So I've got these 5 textbooks
(Fund. of Digital Logic, Fund. of Electric Circuits, PEFI, Sendra/Smith, and TAOE).
https://imgur.com/a/4I0V2tJAnd Long story as short as I can make it and my background, I've literally done mv calculus, differential equations, and kinematics, about 3 to 4 times each • at university and MIT's OpenCourseWare. Literally all of the exercises. I'm about to finish these two entire textbooks; Fundamentals of Digital Logic and Fundamentals of Electric Circuits. Literally all of the exercises. Their both about 700 pages and 1500 exercises in total. And wrapping up, I just finished my sophomore year / associates degree checkpoint in ee • so the work I've done fits my college progress.

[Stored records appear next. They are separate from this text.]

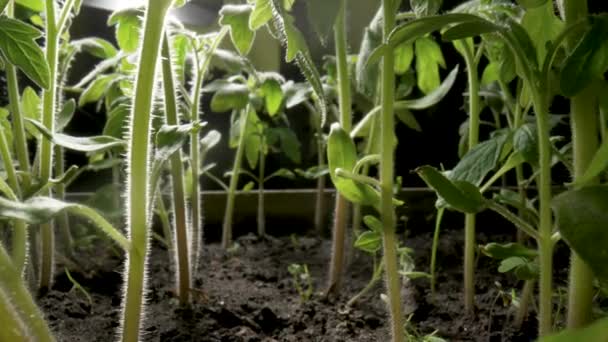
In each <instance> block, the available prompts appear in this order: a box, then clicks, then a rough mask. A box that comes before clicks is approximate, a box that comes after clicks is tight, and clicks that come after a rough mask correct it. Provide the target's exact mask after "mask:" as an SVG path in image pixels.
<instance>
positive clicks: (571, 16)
mask: <svg viewBox="0 0 608 342" xmlns="http://www.w3.org/2000/svg"><path fill="white" fill-rule="evenodd" d="M562 4H563V10H564V19H565V24H566V27H568V26H569V25H571V24H573V23H575V22H577V21H578V20H580V19H582V18H584V17H586V16H587V15H588V13H589V10H588V8H587V1H586V0H577V1H572V0H564V1H563V2H562ZM579 38H580V35H577V36H572V35H571V36H570V37H569V39H568V40H567V47H568V49H569V50H572V49H574V47H575V46H576V44H577V42H578V39H579ZM597 105H598V103H597V91H596V88H595V87H594V86H589V87H587V88H586V89H584V90H583V91H581V92H580V93H579V94H577V95H576V96H574V97H572V98H571V99H570V118H571V119H570V125H571V127H572V143H573V162H574V175H573V178H574V181H575V182H576V180H577V179H579V178H580V177H581V176H583V174H584V173H585V171H586V170H587V167H588V166H589V164H590V162H591V160H593V157H594V156H595V152H596V150H597V148H598V144H599V141H598V136H597V134H596V132H598V129H599V128H598V124H597V122H598V113H597ZM596 181H597V180H596ZM593 280H594V276H593V272H592V271H591V269H590V268H589V266H588V265H587V264H586V263H585V262H584V261H583V260H582V259H581V258H580V257H579V256H578V254H577V253H576V252H575V251H572V252H571V258H570V286H569V288H568V328H571V329H577V328H580V327H583V326H585V325H587V324H588V323H589V322H591V320H592V312H591V308H592V304H593Z"/></svg>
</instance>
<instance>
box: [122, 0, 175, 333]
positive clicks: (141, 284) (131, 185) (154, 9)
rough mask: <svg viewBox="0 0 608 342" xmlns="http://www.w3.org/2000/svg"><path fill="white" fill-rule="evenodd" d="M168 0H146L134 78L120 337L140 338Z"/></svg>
mask: <svg viewBox="0 0 608 342" xmlns="http://www.w3.org/2000/svg"><path fill="white" fill-rule="evenodd" d="M171 3H172V1H171V0H149V1H148V5H147V7H146V14H145V19H144V28H143V30H142V32H143V37H142V40H143V45H142V48H141V53H140V56H139V63H137V65H138V66H139V69H138V70H137V76H136V77H137V78H136V80H135V98H134V100H133V108H132V112H131V125H130V127H129V128H130V132H129V136H130V137H131V139H129V147H128V155H127V175H128V176H127V177H128V178H127V182H128V183H127V184H128V186H127V196H126V203H125V205H126V207H127V212H128V216H127V227H128V231H129V238H130V241H131V249H130V250H129V253H128V257H127V267H126V276H125V277H126V278H127V284H126V289H125V299H124V301H123V302H124V306H123V312H122V326H121V332H122V335H121V340H122V341H124V342H135V341H138V340H139V338H140V326H141V320H142V310H143V299H144V286H145V284H144V283H145V282H144V279H145V270H146V259H147V254H148V230H149V228H150V227H149V223H150V218H149V215H148V214H149V210H148V209H149V208H150V206H151V203H149V202H150V197H151V196H150V195H151V193H152V191H151V189H150V182H149V175H148V173H149V169H150V165H149V164H150V162H149V159H150V130H151V120H150V119H151V115H150V113H151V112H152V102H153V98H154V83H155V81H156V77H155V76H156V69H157V68H156V66H157V62H158V56H159V54H160V48H161V40H162V37H163V32H164V24H165V15H166V14H167V11H168V9H169V7H170V6H171Z"/></svg>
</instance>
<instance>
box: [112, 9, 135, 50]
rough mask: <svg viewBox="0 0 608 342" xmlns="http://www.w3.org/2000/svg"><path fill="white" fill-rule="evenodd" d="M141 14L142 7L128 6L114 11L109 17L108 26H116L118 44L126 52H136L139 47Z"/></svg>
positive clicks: (116, 35) (116, 32) (118, 45)
mask: <svg viewBox="0 0 608 342" xmlns="http://www.w3.org/2000/svg"><path fill="white" fill-rule="evenodd" d="M141 14H142V13H141V10H140V9H137V8H127V9H123V10H119V11H116V12H114V13H112V15H110V17H109V18H108V26H116V41H117V42H118V46H119V47H120V49H121V50H123V51H124V52H126V53H134V52H136V51H137V48H138V47H139V33H140V31H141V27H142V20H141Z"/></svg>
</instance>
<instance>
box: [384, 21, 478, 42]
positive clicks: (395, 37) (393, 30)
mask: <svg viewBox="0 0 608 342" xmlns="http://www.w3.org/2000/svg"><path fill="white" fill-rule="evenodd" d="M466 22H477V23H487V22H488V21H487V20H485V19H483V18H481V17H478V16H476V15H472V14H466V13H448V14H443V15H435V16H429V17H425V18H420V19H416V20H411V21H408V22H406V23H404V24H401V25H399V26H397V27H396V28H395V29H394V30H393V31H392V32H391V33H390V35H389V39H388V40H389V44H390V45H391V46H397V45H398V44H401V43H403V42H411V41H413V40H415V39H417V38H419V37H422V36H424V35H426V34H428V33H431V32H433V31H437V30H440V29H442V28H444V27H447V26H448V25H453V24H460V23H466Z"/></svg>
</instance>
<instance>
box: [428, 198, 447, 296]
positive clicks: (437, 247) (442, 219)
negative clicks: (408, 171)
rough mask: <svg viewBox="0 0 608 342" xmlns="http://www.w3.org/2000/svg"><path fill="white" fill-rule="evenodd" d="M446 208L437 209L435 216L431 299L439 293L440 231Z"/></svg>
mask: <svg viewBox="0 0 608 342" xmlns="http://www.w3.org/2000/svg"><path fill="white" fill-rule="evenodd" d="M444 211H445V209H444V208H439V209H437V217H436V218H435V232H433V247H432V250H431V266H430V271H431V299H432V300H433V301H434V300H435V294H436V293H437V291H436V290H437V272H436V265H437V250H438V249H439V232H440V231H441V221H442V220H443V213H444Z"/></svg>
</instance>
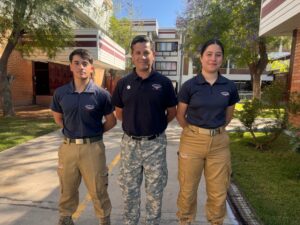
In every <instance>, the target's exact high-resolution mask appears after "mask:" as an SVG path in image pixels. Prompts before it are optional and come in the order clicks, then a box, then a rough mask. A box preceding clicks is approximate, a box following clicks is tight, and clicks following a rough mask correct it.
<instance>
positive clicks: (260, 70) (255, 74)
mask: <svg viewBox="0 0 300 225" xmlns="http://www.w3.org/2000/svg"><path fill="white" fill-rule="evenodd" d="M258 52H259V53H258V54H259V59H258V60H257V61H256V62H252V63H250V64H249V65H248V66H249V70H250V74H251V78H252V91H253V99H254V98H257V99H260V97H261V75H262V73H263V71H264V70H265V69H266V66H267V64H268V54H267V48H266V39H265V38H264V37H261V38H259V40H258Z"/></svg>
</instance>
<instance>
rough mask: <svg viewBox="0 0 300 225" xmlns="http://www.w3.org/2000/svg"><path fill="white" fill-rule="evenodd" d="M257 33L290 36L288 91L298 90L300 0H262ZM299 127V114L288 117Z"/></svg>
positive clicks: (299, 37)
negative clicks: (289, 54)
mask: <svg viewBox="0 0 300 225" xmlns="http://www.w3.org/2000/svg"><path fill="white" fill-rule="evenodd" d="M260 17H261V18H260V27H259V35H261V36H287V35H288V36H292V37H293V42H292V50H291V57H290V72H289V79H288V80H289V91H290V92H300V1H299V0H262V4H261V16H260ZM290 120H291V123H292V124H294V125H296V126H298V127H300V115H298V116H294V117H292V118H290Z"/></svg>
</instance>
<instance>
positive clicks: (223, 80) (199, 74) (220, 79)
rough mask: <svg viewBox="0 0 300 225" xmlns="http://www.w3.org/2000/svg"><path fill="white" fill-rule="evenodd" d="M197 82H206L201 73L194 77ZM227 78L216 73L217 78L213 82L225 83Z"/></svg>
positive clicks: (222, 83) (218, 82)
mask: <svg viewBox="0 0 300 225" xmlns="http://www.w3.org/2000/svg"><path fill="white" fill-rule="evenodd" d="M196 80H197V83H198V84H207V83H208V82H207V81H206V80H205V79H204V77H203V75H202V73H200V74H198V75H197V77H196ZM226 83H227V80H226V78H225V77H223V76H221V74H220V73H218V78H217V80H216V82H215V83H214V84H226Z"/></svg>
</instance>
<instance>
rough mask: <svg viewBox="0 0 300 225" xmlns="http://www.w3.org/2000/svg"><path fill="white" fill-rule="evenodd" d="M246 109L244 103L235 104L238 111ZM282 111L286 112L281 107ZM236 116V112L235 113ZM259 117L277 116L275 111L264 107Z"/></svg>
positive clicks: (235, 116) (272, 116) (267, 117)
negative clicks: (264, 107) (262, 111)
mask: <svg viewBox="0 0 300 225" xmlns="http://www.w3.org/2000/svg"><path fill="white" fill-rule="evenodd" d="M243 109H244V103H237V104H235V110H236V111H242V110H243ZM280 113H282V115H283V113H284V109H283V108H282V109H280ZM235 117H237V116H236V114H235ZM258 118H275V115H274V114H273V112H272V111H271V110H269V109H264V110H263V112H262V113H261V114H260V115H259V116H258Z"/></svg>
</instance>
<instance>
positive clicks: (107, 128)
mask: <svg viewBox="0 0 300 225" xmlns="http://www.w3.org/2000/svg"><path fill="white" fill-rule="evenodd" d="M115 125H116V123H112V122H108V121H105V122H104V123H103V133H104V132H107V131H109V130H110V129H112V128H113V127H114V126H115Z"/></svg>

So the problem I stumbled on (written in string-y thoughts):
I'm wrapping up these books. I started to go through Practical Electronics for Inventors. I planned on going through Sendra/Smith / TAOE, when I finished these (2) books. I flipped through PEFI and realized it was not like I remembered it from when I had first read through hundreds of it's pages about 2 years ago. So now I think that book is a waste of time. And this Digital Logic book appears more to me to be distant from the contents of the Electric Circuits book. i.e. simple processors versus Linear circuits and Laplace Transforms. So now, I'm certain it's worth going through Sendra/Smith and TAOE to advance my skills, to ultimately earn an occupation I love, and I'm kind of like hmm... I know people out there use this information, I know people out there have all sorts of jobs, and I'd like to hear from you folks. Like do you like your job and what is it and what parts of your education do you use. Do you have some recommendation about where I may find it worthwhile to focus based on the jobs I may catch, that turn out to be fun. Do you have any ideas in which I can combine my c programming, and verilog, ee skills, and undergraduate math and physics intellect. Like big picture, fun jobs/careers/fields. Worthwhile projects in my small home lab.
I think F1, sea craft, aircraft, spacecraft, off road vehicles are cool. I also find the idea of automated, smart, voice-activated, app-controlled, home/car/and life technology interesting. I find the idea of electric circuit/device creation cool. I like coding, but I wouldn't give everything up for coding. I see the Gravity suit, the Translogic Mech suit, the fighter jets, the speedboats, the UTV's and racecars, space ships, like Rockets and "Cool" stuff and think "that has some electrical engineering in it".
Then I peek into the ends of these textbooks and see graphs; x and y graphs plotting like changes in the characteristic of a polystyrene capacitor at various frequencies or something. I think maybe I should step away from the textbooks at some point, maybe there's a book I should get soon, maybe you folks can advice me about what to specialize in/do/look into these final 2 years of college.